Un’ultima caratteristica dell’esperienza individuale, ben evidenziata da Jedlowski (2010), è la sua natura intrinsecamente processuale (ciò che ne alimenta la dialettica inesausta con il senso comune) e duplice. L’esperienza è infatti l’insieme dei vissuti che il singolo esperisce nella vita quotidiana, ma anche l’insieme dei significati che attribuisce a questi vissuti. Il soggetto matura esperienza mentre vive, ma non è scontato che sia consapevole dell’esperienza che sta maturando; quindi la dimensione esperienzale può manifestarsi in maniera sfuggente al soggetto stesso che la abita.
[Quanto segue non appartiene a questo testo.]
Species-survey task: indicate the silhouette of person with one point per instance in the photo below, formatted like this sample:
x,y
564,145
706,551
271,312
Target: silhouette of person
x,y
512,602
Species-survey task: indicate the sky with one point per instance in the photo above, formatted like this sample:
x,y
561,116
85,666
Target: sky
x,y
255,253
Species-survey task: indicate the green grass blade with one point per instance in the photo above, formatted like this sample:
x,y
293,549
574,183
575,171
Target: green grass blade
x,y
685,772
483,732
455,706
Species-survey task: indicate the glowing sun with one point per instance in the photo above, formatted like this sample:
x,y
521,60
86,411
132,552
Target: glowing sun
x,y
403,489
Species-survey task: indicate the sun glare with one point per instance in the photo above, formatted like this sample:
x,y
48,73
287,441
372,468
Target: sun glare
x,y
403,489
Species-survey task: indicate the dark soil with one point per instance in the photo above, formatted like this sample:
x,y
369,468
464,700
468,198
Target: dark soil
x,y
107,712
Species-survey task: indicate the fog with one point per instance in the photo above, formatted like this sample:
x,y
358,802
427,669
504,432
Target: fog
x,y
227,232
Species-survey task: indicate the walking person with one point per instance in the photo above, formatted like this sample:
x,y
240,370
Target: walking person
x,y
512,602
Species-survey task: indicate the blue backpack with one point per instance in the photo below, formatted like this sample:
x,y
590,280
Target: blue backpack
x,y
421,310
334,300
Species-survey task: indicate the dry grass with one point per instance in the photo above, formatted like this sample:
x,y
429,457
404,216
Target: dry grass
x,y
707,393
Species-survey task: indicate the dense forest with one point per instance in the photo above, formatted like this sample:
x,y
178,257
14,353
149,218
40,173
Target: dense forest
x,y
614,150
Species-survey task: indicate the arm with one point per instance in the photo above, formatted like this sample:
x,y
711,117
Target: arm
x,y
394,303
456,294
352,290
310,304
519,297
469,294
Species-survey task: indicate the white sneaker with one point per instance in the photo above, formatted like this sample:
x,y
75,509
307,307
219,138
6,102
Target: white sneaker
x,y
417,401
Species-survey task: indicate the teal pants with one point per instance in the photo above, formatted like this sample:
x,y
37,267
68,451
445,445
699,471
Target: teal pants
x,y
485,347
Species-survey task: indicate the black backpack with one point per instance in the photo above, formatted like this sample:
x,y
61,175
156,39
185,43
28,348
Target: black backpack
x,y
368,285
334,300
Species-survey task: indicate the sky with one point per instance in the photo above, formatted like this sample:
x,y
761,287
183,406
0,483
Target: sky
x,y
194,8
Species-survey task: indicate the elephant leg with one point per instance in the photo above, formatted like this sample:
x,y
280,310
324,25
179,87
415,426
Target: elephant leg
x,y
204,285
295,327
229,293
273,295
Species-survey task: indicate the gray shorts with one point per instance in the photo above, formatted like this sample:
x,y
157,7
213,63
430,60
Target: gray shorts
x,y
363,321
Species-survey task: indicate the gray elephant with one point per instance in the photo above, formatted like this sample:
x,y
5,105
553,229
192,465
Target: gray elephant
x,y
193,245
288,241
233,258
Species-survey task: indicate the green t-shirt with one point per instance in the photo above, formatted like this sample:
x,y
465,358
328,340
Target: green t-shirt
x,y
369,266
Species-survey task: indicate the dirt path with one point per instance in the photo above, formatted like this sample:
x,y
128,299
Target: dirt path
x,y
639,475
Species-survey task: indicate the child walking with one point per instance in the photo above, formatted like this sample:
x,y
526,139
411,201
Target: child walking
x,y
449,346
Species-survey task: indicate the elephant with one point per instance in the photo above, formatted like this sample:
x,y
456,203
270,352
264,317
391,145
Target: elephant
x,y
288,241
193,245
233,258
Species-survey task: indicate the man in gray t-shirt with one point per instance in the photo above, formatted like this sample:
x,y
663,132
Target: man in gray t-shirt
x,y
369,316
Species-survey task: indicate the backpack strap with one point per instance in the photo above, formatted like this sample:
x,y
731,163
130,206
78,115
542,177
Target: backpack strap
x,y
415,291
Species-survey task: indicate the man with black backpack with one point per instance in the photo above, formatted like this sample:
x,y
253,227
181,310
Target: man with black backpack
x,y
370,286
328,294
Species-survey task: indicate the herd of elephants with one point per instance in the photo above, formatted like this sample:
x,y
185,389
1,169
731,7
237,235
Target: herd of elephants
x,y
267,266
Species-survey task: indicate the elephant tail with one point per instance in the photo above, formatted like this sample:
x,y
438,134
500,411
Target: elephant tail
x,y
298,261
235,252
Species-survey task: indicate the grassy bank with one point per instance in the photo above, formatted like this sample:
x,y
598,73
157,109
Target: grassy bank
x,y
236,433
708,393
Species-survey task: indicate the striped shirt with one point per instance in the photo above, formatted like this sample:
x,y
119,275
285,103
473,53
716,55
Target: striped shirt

Questo rapidissimo excursus nelle principali teorie sociologiche dell’esperienza e del senso comune (su cui si rinvia a Terenzi 2002) si è reso necessario per chiarire i confini entro cui il concetto di esperienza, da una prospettiva sociologica, serve a dar conto delle modalità di relazione tra soggetto e ambiente sociale. Nel momento in cui l’ambiente sociale è saturato dai media e, come abbiamo cercato di argomentare nel cap. 3, la vita quotidiana stessa può essere esperita principalmente attingendo ai mezzi di comunicazione, allora il concetto di esperienza costituisce, a nostro avviso, uno strumento epistemologico essenziale, non più soltanto per illuminare le modalità di interazione tra gli spettatori e il film (esperienza filmica), ma più radicalmente per illustrare la svolta antropologica attraverso cui i soggetti, dentro/con/nei media, esperiscono nuove modalità
di percepire i soggetti e gli oggetti del mondo contemporaneo attraverso varie forme di relazione (esperienza mediale).